Two of John Cage’s previous works were performed this night. Firstly, a harp piece, ‘Postcard from Heaven’ performed by Rhodri Davies. Starting with a simple sustained note, and ending in a similar vein, this piece relies on improvisation on the part of the harpist. This was simple yet elegant. I felt completely enthralled by the soft lulling notes emanating from the harp. The room was filled with gentle, sparse sounds. While the notes from the harp were used sparingly, the silence present through the whole hall managed to become part of the performance. The natural ambience in the room seemed imperative in order to add to the atmosphere and really made the piece come together effectively.

 The second of John Cage’s works of the night came in the form of ‘Ryoanji’ performed by Susan Stenger, Robert Poss and Dominic Lash. Carrying on from the feel of the previous harp piece, this performance matched the soft mood already present. It began with a strangely simple yet rhythmic beat, which served as the backbone for the various pieces of sound to attach themselves to. Frequent outbursts of flute surround the entire 30 minutes of the performance. What really made this performance though was the use of a double bass. The low end noises emanating from the instrument all throughout the performance really added that extra level of detail to the entire show. Strange and wonderful notes appeared almost at random from both the flute and bass, but they always seemed to have a peculiar sense of togetherness and structure to them. I must say, it was a truly unique performance that must be accredited to the genius of John Cage’s composition.

 The second half of this night featured the premiere of two new works. The first was another harp piece. This time written by Phill Niblock, but again performed by Rhodri Davies. Quite a departure from the subtle harp work of before, this second piece concentrated on noisy drones manipulating live harp as well as pre-recorded sounds. The mood was completely changed. After the quiet and delicate performances we’d already seen this definitely felt like a step in a different direction. Fuzzy drones filled the room building in intensity throughout the 30 minute set. Fairly similar to the sounds I’d heard the night previous from Phill Niblock but this time in a much different setting. While it may have had a coarser sounds compared to the works we heard previously it still has it’s place in this show and rightly so.

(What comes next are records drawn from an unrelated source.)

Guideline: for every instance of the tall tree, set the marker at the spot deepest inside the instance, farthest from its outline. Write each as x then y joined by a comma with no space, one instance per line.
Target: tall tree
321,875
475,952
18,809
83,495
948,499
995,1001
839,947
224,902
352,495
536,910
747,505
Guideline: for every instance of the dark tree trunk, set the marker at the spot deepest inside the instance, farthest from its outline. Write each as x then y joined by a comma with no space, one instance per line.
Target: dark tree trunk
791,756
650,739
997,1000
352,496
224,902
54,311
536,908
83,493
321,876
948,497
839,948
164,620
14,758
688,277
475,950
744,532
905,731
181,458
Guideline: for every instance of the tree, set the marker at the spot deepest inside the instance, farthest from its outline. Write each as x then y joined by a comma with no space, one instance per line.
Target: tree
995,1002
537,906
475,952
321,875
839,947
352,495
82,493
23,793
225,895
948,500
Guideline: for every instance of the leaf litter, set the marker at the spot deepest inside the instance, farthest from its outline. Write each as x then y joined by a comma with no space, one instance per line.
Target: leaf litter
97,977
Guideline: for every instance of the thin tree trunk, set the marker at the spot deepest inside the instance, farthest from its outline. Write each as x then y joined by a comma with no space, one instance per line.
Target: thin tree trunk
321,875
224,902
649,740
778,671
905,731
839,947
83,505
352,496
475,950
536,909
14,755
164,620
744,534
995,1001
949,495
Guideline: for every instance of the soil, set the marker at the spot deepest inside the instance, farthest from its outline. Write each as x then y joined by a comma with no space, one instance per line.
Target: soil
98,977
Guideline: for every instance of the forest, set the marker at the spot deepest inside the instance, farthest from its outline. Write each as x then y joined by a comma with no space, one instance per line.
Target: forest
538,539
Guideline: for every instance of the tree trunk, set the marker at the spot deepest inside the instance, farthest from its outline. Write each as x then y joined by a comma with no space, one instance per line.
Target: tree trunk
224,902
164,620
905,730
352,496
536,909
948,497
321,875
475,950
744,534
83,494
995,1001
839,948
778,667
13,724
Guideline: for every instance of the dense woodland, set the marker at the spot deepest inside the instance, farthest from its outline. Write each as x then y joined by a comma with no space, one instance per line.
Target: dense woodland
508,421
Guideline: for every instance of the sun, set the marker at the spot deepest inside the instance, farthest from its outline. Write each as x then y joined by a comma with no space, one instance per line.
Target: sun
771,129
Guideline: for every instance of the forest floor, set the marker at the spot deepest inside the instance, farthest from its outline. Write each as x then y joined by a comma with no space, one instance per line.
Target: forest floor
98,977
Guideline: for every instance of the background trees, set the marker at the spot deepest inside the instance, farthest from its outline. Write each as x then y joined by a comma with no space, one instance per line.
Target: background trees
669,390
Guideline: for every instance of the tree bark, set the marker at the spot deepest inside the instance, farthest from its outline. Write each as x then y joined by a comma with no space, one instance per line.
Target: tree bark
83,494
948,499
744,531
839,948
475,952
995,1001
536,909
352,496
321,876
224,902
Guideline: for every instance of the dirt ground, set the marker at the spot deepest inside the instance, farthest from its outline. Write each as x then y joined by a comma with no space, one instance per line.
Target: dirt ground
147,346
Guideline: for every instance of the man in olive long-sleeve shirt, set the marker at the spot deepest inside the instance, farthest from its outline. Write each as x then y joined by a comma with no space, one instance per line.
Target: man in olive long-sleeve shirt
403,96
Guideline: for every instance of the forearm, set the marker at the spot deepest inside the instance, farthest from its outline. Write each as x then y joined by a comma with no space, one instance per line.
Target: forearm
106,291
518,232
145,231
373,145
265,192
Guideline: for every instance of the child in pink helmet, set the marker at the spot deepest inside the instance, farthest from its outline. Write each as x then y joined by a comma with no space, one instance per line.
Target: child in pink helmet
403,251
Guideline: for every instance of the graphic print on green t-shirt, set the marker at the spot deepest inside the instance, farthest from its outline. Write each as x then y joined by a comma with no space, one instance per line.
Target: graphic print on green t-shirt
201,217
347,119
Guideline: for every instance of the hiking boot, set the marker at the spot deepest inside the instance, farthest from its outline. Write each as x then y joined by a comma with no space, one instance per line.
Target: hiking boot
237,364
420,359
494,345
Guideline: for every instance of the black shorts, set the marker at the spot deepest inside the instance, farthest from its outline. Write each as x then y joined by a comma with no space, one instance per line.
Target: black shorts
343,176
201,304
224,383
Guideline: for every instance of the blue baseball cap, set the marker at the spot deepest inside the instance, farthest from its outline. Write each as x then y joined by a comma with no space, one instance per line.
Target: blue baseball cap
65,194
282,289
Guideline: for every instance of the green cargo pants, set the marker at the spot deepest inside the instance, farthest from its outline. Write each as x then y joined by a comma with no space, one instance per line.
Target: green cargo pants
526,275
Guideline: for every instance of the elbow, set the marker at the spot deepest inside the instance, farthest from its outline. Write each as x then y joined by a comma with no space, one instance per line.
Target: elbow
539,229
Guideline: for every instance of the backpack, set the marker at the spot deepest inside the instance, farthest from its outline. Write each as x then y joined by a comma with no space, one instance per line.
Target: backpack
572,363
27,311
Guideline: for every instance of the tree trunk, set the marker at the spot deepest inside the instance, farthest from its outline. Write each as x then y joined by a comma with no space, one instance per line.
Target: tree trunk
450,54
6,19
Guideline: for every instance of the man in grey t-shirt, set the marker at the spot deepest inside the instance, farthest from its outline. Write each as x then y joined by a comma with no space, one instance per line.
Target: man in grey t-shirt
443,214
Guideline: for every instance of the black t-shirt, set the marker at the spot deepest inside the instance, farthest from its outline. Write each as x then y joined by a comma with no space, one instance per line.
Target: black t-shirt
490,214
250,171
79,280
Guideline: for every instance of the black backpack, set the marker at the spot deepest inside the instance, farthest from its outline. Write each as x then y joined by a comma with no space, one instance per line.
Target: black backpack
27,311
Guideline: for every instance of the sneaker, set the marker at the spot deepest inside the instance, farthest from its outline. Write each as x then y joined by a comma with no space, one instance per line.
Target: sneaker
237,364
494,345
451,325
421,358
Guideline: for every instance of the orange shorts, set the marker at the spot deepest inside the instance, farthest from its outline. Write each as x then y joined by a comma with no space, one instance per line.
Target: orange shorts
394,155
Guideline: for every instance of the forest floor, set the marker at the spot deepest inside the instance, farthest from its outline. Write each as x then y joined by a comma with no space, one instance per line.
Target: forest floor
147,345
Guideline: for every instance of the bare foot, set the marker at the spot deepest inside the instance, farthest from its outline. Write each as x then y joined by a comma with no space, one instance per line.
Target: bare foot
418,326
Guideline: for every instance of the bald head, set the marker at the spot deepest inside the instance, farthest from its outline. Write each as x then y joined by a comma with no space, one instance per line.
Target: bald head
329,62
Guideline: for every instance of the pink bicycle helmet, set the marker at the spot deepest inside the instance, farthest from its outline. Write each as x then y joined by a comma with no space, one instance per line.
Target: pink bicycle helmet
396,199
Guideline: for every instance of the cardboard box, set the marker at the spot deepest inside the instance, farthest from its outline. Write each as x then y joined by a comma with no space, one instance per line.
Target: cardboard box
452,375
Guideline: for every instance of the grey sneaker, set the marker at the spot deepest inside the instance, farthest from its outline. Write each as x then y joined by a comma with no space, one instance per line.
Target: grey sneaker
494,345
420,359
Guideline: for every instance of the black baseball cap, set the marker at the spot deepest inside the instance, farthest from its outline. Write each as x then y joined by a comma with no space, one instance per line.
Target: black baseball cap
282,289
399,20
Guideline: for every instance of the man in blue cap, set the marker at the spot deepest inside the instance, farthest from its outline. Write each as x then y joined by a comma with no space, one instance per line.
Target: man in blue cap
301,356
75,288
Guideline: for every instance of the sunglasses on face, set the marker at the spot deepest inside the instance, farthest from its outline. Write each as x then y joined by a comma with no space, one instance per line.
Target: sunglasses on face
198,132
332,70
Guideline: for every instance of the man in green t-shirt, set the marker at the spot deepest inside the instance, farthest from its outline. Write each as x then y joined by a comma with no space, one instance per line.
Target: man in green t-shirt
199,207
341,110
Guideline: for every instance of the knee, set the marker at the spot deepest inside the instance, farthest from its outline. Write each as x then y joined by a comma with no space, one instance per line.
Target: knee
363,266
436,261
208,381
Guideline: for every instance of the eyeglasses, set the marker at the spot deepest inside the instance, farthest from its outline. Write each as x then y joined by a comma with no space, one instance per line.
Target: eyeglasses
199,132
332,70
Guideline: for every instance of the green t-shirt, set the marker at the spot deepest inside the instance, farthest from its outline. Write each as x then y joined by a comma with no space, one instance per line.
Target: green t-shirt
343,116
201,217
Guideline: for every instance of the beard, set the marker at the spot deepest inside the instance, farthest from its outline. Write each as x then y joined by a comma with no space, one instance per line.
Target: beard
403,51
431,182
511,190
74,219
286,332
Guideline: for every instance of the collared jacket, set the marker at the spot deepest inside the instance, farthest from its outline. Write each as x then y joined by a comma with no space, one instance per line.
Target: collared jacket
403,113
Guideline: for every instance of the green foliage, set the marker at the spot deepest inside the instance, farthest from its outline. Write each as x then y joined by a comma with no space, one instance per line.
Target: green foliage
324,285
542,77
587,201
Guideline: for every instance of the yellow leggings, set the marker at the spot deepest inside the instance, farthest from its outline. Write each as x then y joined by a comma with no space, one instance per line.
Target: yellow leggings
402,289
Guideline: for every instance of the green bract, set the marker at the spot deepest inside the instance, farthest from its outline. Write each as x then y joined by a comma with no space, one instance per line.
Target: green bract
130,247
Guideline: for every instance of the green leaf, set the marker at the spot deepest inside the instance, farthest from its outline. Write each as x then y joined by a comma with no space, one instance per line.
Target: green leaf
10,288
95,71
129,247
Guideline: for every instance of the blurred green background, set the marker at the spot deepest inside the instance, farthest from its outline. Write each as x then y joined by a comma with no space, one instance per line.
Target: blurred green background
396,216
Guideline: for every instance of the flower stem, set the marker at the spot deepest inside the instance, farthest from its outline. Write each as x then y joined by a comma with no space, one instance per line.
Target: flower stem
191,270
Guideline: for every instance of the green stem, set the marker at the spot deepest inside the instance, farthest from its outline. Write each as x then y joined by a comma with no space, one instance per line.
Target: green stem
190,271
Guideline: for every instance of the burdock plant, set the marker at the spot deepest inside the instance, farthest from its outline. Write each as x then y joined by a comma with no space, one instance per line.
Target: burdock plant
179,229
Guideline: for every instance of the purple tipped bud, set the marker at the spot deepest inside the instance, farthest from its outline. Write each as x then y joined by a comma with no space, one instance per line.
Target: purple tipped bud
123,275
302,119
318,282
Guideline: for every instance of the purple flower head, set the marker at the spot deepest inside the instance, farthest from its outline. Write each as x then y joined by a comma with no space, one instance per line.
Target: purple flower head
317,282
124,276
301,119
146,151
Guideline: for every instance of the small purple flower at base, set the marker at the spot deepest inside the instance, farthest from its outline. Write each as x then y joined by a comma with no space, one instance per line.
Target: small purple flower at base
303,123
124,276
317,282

The final performance of the night shares names with the whole night: Lament for John Cage. Composed by Yoshi Walda, this piece was a rework of an older piece by Walda. Again, this is something going in a completely different direction. I think it’s safe to say that this night definitely hasn’t lacked in variation. It’s clear that this is the centrepiece though. Featuring two guitars, three bagpipes, one snare drum, reed organ and timpani the complexity of the different sounds on offer was something to admire. While maybe not the most conventional mix of sounds, Walda certainly manages to make them work together. Anyway, the whole idea is to not be conventional, to think outside the box, to push the boundaries, to do something new and fresh! The depth and density of this performance really make it what it is. By building layers upon layers of noise from different instruments, a beautifully unique wall of sound was created, helped along especially by the long sustain stemming from the work of the timpanist. The number of textures to be heard really added a lot of power to the listening experience. There was a strong focus on musical dynamics and even though it started off fairly loud, it managed to slowly build volume until it erupted violently in a huge crescendo only to quickly subdue again. It was a fascinating performance to experience. A truly remarkable and respectable tribute to the great life of John Cage and a perfect way to end my three days of experiencing the slower side of life.